Small Language Models Improve Giants by Rewriting Their Outputs

Giorgos Vernikos,Arthur Bražinskas,Jakub Adamek,Jonathan Mallinson,Aliaksei Severyn,Eric Malmi
2024-02-01
Abstract:Despite the impressive performance of large language models (LLMs), they often lag behind specialized models in various tasks. LLMs only use a fraction of the existing training data for in-context learning, while task-specific models harness the full dataset for fine-tuning. In this work, we tackle the problem of leveraging training data to improve the performance of LLMs without fine-tuning. Our approach directly targets LLM predictions without requiring access to their weights. We create a pool of candidates from the LLM through few-shot prompting and we employ a compact model, the LM-corrector (LMCor), specifically trained to merge these candidates to produce an enhanced output. Our experiments on four natural language generation tasks demonstrate that even a small LMCor model (250M) substantially improves the few-shot performance of LLMs (62B), matching and even outperforming standard fine-tuning. Furthermore, we illustrate the robustness of LMCor against different prompts, thereby minimizing the need for extensive prompt engineering. Finally, we show that LMCor can be seamlessly integrated with different LLMs at inference, serving as a plug-and-play module to improve their performance.
Computation and Language,Machine Learning
What problem does this paper attempt to address?

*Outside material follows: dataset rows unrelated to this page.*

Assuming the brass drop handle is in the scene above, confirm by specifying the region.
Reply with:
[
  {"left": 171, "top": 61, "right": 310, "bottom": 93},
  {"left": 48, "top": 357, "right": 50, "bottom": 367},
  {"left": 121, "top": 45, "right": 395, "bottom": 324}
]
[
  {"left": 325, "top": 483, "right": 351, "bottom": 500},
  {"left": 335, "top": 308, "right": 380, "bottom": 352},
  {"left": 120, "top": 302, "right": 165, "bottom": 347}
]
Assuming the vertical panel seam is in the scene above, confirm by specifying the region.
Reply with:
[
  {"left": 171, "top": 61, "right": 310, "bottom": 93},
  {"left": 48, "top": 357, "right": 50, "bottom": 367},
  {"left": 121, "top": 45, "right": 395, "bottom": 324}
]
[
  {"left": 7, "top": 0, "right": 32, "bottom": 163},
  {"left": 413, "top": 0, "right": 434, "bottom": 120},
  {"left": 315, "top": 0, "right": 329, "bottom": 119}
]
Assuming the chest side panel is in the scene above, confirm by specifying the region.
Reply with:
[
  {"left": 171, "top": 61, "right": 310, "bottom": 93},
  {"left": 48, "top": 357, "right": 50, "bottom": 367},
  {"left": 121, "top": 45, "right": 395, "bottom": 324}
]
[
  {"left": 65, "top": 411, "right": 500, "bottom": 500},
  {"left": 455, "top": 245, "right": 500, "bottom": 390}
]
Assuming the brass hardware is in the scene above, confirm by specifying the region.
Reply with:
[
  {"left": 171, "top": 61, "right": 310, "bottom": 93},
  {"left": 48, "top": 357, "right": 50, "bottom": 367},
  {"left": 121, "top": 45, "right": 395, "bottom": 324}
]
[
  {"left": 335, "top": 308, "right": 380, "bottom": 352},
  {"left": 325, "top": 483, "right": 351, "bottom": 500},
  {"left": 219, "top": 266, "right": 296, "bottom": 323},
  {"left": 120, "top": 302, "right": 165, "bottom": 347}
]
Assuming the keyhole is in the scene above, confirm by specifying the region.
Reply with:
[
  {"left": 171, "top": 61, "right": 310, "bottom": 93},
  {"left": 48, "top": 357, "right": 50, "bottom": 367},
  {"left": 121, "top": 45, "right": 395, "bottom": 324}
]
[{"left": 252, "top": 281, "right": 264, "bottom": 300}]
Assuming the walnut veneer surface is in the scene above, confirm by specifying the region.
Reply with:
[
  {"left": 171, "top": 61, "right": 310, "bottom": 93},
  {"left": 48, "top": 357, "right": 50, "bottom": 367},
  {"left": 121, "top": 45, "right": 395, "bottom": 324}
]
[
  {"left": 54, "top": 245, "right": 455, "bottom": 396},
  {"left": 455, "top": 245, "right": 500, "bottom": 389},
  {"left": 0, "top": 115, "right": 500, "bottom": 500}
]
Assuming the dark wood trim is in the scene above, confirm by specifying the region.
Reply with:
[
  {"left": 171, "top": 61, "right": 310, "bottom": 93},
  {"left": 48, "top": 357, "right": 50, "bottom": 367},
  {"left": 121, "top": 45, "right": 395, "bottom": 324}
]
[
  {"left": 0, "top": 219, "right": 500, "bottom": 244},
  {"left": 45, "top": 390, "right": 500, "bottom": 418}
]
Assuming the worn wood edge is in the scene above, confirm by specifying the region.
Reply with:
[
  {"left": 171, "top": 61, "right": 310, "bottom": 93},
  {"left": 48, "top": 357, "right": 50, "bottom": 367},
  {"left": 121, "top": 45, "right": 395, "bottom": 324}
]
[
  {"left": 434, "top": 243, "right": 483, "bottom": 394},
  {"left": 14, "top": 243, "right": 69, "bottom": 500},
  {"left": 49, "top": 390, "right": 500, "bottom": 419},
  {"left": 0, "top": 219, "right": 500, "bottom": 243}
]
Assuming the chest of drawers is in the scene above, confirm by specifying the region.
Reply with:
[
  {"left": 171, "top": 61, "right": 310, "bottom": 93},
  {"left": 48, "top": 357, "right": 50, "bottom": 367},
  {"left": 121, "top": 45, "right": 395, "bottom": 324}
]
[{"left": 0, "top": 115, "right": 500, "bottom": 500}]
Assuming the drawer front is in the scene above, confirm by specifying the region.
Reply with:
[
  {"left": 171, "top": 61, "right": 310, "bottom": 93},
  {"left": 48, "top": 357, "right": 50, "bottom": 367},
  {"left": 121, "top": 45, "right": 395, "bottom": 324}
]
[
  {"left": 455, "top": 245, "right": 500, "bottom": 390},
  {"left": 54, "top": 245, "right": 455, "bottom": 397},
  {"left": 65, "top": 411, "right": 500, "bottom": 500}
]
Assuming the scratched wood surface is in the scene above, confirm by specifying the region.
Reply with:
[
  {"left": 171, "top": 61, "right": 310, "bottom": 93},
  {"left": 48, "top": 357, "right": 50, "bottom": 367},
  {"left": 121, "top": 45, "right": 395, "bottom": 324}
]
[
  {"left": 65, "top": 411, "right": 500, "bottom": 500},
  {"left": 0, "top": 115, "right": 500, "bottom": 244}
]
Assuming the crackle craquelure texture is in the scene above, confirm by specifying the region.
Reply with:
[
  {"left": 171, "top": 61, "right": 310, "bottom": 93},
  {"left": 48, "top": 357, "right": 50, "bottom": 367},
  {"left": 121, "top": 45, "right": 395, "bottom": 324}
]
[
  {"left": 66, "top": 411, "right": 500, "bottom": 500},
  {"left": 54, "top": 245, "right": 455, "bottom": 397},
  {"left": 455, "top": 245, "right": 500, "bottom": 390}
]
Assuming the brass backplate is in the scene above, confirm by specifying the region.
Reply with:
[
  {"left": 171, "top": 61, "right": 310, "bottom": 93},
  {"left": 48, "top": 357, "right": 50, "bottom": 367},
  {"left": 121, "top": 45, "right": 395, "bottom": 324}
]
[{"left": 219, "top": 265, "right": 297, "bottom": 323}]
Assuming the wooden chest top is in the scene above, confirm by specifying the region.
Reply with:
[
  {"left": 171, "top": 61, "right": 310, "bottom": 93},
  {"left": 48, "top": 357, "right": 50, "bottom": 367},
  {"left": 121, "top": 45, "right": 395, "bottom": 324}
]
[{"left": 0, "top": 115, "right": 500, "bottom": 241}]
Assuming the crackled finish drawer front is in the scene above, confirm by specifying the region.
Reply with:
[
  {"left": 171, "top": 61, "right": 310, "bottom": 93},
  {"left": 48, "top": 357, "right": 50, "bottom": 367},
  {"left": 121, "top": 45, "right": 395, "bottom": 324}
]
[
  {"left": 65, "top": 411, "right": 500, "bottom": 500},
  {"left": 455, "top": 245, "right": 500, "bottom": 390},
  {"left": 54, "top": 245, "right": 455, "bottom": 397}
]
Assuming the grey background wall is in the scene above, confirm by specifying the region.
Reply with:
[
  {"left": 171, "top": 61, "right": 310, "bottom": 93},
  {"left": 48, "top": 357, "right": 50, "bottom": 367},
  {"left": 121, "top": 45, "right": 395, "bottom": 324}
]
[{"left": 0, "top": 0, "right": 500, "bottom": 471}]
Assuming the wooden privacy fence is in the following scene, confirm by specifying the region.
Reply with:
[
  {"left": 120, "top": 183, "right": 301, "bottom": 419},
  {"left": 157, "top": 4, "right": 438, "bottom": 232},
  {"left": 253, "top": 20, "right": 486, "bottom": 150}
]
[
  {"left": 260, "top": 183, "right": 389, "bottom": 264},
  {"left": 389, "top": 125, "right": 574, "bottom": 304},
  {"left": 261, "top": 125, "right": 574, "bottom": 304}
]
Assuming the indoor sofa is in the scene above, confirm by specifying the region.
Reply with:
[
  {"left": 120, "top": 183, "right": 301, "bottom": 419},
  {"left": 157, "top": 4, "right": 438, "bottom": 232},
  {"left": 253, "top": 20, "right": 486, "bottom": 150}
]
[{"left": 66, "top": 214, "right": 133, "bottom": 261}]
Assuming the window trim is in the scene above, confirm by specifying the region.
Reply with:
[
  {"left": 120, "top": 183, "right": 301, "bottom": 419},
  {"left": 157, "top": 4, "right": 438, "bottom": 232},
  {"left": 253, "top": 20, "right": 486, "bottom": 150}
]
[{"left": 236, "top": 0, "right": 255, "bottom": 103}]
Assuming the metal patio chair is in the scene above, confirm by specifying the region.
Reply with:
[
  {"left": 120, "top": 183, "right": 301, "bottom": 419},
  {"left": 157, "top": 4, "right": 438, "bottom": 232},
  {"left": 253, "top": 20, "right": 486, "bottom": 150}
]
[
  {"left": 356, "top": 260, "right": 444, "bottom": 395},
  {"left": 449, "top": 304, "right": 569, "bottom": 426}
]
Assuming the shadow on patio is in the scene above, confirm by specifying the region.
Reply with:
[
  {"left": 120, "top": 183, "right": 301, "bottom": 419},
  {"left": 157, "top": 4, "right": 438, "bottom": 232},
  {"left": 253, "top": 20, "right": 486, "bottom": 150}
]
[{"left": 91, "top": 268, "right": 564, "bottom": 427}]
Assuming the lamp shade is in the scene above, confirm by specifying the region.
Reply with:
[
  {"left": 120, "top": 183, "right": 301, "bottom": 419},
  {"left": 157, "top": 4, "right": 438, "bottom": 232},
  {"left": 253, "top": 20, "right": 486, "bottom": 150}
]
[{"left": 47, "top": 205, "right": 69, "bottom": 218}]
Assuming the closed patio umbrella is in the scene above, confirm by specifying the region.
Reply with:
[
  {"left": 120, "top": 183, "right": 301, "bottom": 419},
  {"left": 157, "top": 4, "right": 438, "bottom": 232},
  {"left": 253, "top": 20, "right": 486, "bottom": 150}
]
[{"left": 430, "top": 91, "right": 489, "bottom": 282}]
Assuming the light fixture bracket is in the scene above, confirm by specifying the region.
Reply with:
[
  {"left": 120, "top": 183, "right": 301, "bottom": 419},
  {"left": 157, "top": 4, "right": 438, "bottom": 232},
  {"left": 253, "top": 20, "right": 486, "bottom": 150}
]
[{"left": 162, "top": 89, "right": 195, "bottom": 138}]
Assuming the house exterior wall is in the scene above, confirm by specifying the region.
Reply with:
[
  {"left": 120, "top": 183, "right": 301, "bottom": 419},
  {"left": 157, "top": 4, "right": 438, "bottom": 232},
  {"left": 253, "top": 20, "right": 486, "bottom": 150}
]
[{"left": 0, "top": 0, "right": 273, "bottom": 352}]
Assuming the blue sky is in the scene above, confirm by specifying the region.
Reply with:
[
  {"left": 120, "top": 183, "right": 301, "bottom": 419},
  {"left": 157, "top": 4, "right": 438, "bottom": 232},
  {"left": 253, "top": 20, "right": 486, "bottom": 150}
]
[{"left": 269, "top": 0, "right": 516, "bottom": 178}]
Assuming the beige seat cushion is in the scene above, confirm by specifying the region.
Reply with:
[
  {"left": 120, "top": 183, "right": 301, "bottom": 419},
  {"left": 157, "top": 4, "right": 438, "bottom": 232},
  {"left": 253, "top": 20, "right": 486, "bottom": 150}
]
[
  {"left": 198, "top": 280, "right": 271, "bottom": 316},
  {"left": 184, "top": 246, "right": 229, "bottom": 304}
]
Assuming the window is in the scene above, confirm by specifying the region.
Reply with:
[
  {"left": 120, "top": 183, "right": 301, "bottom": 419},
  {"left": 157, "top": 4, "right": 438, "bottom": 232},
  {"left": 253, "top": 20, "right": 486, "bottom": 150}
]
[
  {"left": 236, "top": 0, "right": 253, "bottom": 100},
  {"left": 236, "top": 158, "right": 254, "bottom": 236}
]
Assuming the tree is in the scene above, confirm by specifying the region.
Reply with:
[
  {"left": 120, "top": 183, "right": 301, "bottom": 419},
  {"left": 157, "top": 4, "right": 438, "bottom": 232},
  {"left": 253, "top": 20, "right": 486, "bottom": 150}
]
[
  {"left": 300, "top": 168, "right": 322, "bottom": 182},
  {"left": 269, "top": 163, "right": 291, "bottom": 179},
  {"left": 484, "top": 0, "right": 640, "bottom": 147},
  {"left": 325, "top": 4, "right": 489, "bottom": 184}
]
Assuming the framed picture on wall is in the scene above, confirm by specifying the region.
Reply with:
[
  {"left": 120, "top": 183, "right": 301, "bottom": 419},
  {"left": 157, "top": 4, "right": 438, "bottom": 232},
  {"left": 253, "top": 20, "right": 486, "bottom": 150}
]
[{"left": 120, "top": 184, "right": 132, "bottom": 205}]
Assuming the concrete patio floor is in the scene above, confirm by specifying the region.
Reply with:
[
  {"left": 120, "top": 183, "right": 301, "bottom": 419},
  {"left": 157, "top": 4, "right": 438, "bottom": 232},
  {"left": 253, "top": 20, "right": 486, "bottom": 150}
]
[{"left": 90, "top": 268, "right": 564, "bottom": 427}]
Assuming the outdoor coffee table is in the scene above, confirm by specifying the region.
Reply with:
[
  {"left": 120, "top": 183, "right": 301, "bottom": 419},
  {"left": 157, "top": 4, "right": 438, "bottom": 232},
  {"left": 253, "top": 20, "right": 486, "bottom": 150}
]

### What problem does this paper attempt to solve? This paper primarily aims to address the performance improvement of large language models (LLMs) across different tasks, specifically: 1. **Enhancing performance using training data**: Although large language models perform well on various tasks, they often do not perform as well on specific tasks compared to smaller models fine-tuned for those tasks. This paper proposes a method to improve the performance of LLMs by leveraging existing training data without the need for fine-tuning. 2. **Reducing the need for prompt engineering**: Traditional few-shot learning methods often require extensive prompt engineering, which is time-consuming and does not necessarily guarantee performance improvement. The method proposed in this paper aims to reduce the reliance on complex prompt design by optimizing and merging candidate answers. 3. **No need to access model weights**: Unlike traditional fine-tuning methods, the proposed method directly operates on the outputs generated by LLMs without needing to access the model weights. This makes it suitable for commercial models that can only be accessed through restricted inference APIs. ### Main Contributions - Introduced LM-Corrector (LMC OR), a small model that can enhance the performance of LLMs by merging and correcting multiple candidate answers generated by LLMs without accessing their weights. - Conducted experiments on four natural language generation tasks, demonstrating that even a relatively small LMC OR model (250 million parameters) can significantly improve the performance of LLMs with 62 billion parameters, and in some cases, even surpass specialized fine-tuned models. - Showcased the robustness of LMC OR to different prompts, reducing the need for precise prompt design. - Demonstrated that LMC OR can be seamlessly integrated as a plug-and-play module into different LLMs, enhancing their generality and flexibility.